Tout à fait. C’est une ancienne ferme basque de 700 m2que nous avons récupérée en ruine. Le toit s’était effondré en entraînant l’étage supérieur dans sa chute. Nous nous sommes instantanément dit : ne changeons rien. Nous avons donc gardé l’ouverture du toit intacte en créant une verrière de près de 30 m2.En hiver, le soleil chauffe directement les murs de pierre de 80 cm d’épaisseur et une pompe à chaleur air / eau chauffe le sol. L’inertie des murs non isolés à l’intérieur permet à la maison de respirer complètement, silencieusement, sans VMC. L’été, les épais murs de pierre garantissent une fraîcheur sans climatisation. Un autre exemple, la salle de bain extérieure, ceinte sur trois côtés, est coupée du vent et devient ainsi un « capteur de soleil » avec son propre microclimat. On peut y prendre des douches toute l’année.
Comment percevez-vous le futur de l’architecture ?

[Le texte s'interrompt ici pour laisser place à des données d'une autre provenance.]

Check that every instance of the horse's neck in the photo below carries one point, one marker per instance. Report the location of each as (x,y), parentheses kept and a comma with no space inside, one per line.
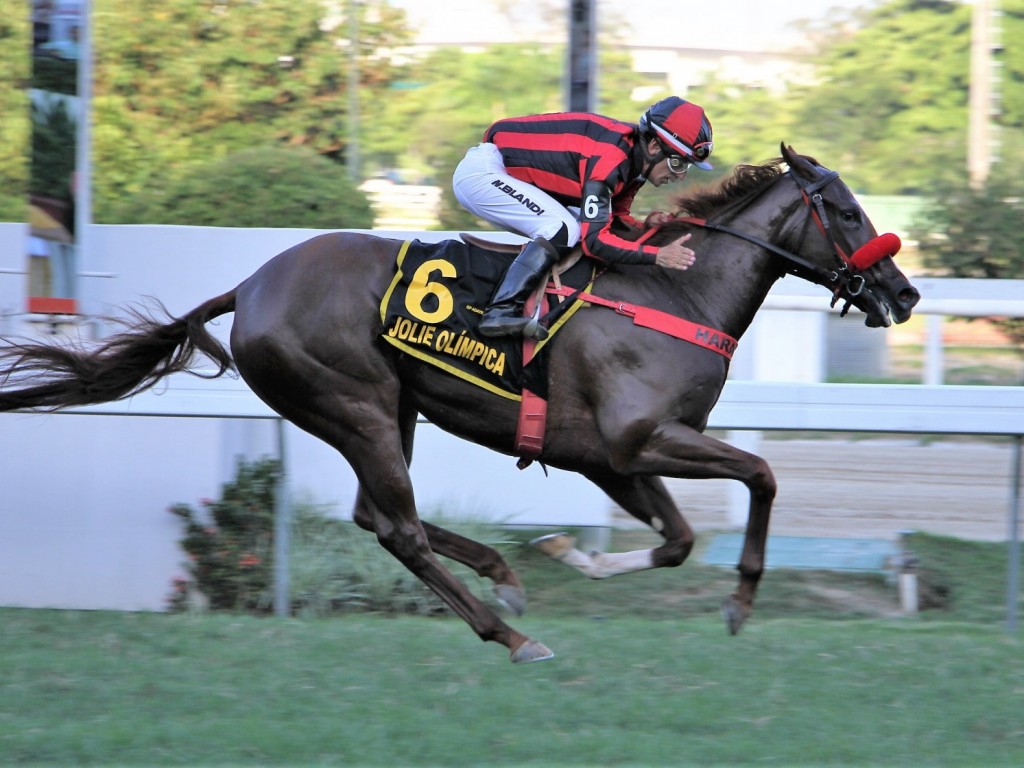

Je suis optimiste. Les choses commencent à bouger, à devenir plus durables. Le vivant et la nature doivent reprendre le pas sur la ville. Mais pour cela, il faut leur laisser de la place. C’est simplement une question de volonté. Mais ce ne sont pas les architectes qui créent le monde de demain. C’est chacun d’entre nous, ensemble, de manière responsable. Nous reprendrons ainsi le pouvoir. Il est grand temps.
En savoir plus : www.collectifencore.com
MINIBIO
Anna Chavepayre vit et travaille en France, dans le Béarn. Elle a fondé le collectif « Encore ». Passée par les agences de Rem Koolhaas et de Jean Nouvel, elle est aujourd’hui reconnue pour ses réalisations et positions avant-gardistes et respectueuses de l’environnement en matière d’architecture et d’aménagement du territoire. En 2018, Anna Chavepayre a reçu le prix Kasper Salin, la plus prestigieuse distinction décernée par l’Ordre des architectes suédois. Ce prix a récompensé son projet de maison Hamra qui, selon le jury, « invente des manières d’habiter et incarne un changement de direction ainsi qu’une nouvelle voie architecturale ». La polyvalence du collectif s’exprime à travers des réalisations qui vont d’un projet pilote d’habitat social paysan avec le Département, la réhabilitation d’une friche commerciale de 1 700 m2 en un tiers-lieu éco-responsable à Oloron Ste Marie, à un projet d’habitat social de 84 logements dans le nouvel éco-quartier de Brazza à Bordeaux.